Earl Faircloth, Atty. Gen., and Raymond L. Marky, Asst. Atty. Gen., for respondent.
CALDWELL, Chief Justice.
This cause is before us on petition for writ of habeas corpus seeking release of petitioner who is presently serving a five-year sentence for breaking and entering (Case No. 62-5350) imposed January 10, 1963, by the Criminal Court of Record, Dade County. On the same date, petitioner received a consecutive sentence of five years in Case No. 62-5584 for possessing burglary tools. On September 28, 1966, the Court of Record, Broward County, sentenced petitioner to five years for escape. The convictions in Cases Nos. 62-5350 and 62-5584 were affirmed on appeal.[1] Petitioner contends he was previously, on October 2, 1962, tried in Case No. 62-5350 and acquitted.

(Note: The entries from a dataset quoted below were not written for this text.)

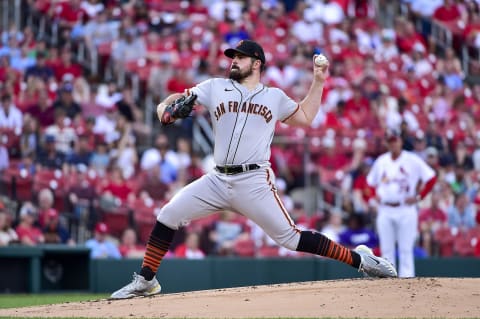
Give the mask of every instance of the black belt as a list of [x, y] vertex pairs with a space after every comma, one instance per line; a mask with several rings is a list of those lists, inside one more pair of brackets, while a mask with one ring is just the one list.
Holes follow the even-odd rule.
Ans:
[[243, 172], [253, 171], [259, 169], [258, 164], [243, 164], [243, 165], [229, 165], [229, 166], [216, 166], [217, 171], [227, 175], [235, 175]]
[[402, 203], [400, 203], [400, 202], [386, 202], [386, 203], [382, 203], [382, 205], [390, 206], [390, 207], [399, 207], [399, 206], [402, 206]]

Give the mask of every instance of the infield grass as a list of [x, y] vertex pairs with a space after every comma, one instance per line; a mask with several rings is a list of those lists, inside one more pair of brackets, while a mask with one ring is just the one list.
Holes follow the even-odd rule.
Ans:
[[[0, 308], [19, 308], [55, 303], [105, 299], [107, 294], [15, 294], [0, 295]], [[3, 318], [3, 317], [0, 317]]]

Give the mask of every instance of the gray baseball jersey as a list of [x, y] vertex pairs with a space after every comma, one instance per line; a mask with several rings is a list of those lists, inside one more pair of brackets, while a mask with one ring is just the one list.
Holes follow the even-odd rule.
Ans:
[[191, 92], [210, 111], [217, 165], [265, 164], [270, 159], [277, 120], [284, 121], [298, 103], [282, 90], [259, 83], [253, 91], [229, 79], [206, 80]]
[[298, 103], [280, 89], [259, 84], [248, 91], [229, 79], [209, 79], [187, 91], [210, 112], [216, 165], [260, 168], [232, 175], [207, 173], [175, 194], [157, 220], [177, 229], [192, 219], [231, 210], [254, 221], [278, 244], [295, 250], [300, 230], [277, 194], [269, 159], [275, 123], [292, 116]]

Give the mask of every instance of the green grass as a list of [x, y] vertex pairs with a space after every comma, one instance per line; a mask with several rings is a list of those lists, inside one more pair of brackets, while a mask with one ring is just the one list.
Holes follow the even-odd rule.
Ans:
[[97, 299], [104, 299], [107, 297], [108, 295], [104, 295], [104, 294], [0, 295], [0, 308], [19, 308], [19, 307], [48, 305], [48, 304], [64, 303], [64, 302], [97, 300]]

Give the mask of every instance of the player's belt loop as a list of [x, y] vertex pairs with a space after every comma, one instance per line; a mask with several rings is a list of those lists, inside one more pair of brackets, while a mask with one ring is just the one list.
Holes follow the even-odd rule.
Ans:
[[216, 166], [217, 171], [227, 175], [235, 175], [243, 172], [259, 169], [258, 164], [241, 164], [241, 165], [228, 165], [228, 166]]

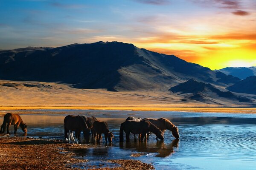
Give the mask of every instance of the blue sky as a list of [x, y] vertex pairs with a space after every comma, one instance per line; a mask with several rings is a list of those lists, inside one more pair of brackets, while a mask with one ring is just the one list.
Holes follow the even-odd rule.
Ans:
[[0, 49], [117, 41], [212, 68], [256, 65], [256, 0], [1, 0]]

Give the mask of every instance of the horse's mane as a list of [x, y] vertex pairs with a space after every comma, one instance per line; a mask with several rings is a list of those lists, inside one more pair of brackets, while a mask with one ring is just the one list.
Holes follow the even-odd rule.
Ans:
[[84, 126], [86, 127], [86, 128], [88, 129], [88, 126], [87, 125], [87, 124], [86, 124], [86, 117], [80, 115], [78, 115], [78, 116], [82, 118], [81, 119], [82, 120], [82, 123], [83, 124], [84, 124]]
[[171, 121], [167, 119], [161, 117], [161, 118], [158, 119], [157, 120], [164, 122], [166, 127], [170, 128], [172, 130], [175, 130], [175, 128], [176, 128], [176, 126], [175, 126], [174, 125], [173, 125], [173, 124], [171, 122]]
[[150, 125], [151, 126], [152, 126], [152, 127], [153, 127], [154, 128], [155, 128], [155, 129], [161, 132], [161, 130], [160, 129], [159, 129], [158, 128], [157, 128], [157, 126], [156, 126], [155, 125], [154, 125], [153, 123], [151, 123], [150, 122], [147, 121], [146, 120], [145, 121], [145, 122], [148, 122], [149, 123], [149, 124], [150, 124]]

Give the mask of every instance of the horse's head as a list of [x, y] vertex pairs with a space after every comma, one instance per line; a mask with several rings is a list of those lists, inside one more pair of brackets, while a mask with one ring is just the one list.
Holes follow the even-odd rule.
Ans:
[[176, 127], [174, 128], [172, 130], [172, 135], [176, 138], [179, 139], [180, 136], [179, 135], [179, 129]]
[[157, 137], [160, 139], [160, 140], [163, 140], [164, 139], [162, 133], [163, 133], [162, 131], [160, 129], [159, 129], [158, 132], [157, 134], [156, 134], [156, 135], [157, 135]]
[[25, 133], [28, 132], [28, 130], [27, 129], [27, 126], [26, 123], [24, 123], [23, 125], [23, 126], [22, 127], [22, 130]]
[[108, 140], [109, 143], [112, 143], [112, 139], [114, 137], [114, 135], [111, 132], [108, 133]]

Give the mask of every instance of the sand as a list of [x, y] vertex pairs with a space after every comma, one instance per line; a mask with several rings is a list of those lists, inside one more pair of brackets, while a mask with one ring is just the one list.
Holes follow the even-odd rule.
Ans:
[[[5, 170], [152, 170], [151, 164], [140, 161], [109, 160], [117, 164], [111, 168], [96, 168], [86, 165], [86, 158], [74, 157], [69, 150], [94, 147], [88, 144], [71, 144], [59, 140], [25, 137], [0, 137], [0, 167]], [[73, 165], [76, 165], [74, 166]], [[82, 169], [79, 167], [84, 166]]]
[[[26, 85], [24, 85], [24, 84]], [[27, 85], [30, 85], [28, 87]], [[184, 102], [169, 91], [113, 92], [81, 89], [70, 85], [0, 80], [0, 110], [34, 109], [121, 110], [255, 113], [252, 105]]]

Petitioner's first motion to vacate, alleging he was not indicted by a grand jury, *610 was denied March 31, 1964. His second motion to vacate filed July 13, 1966, stated as grounds: (1) double jeopardy, (2) selfincrimination by virtue of being placed in a line-up and (3) no appearance before a committing magistrate. This motion was denied September 22, 1966, but the order of denial was not received by petitioner until January 10, 1967, too late for appeal.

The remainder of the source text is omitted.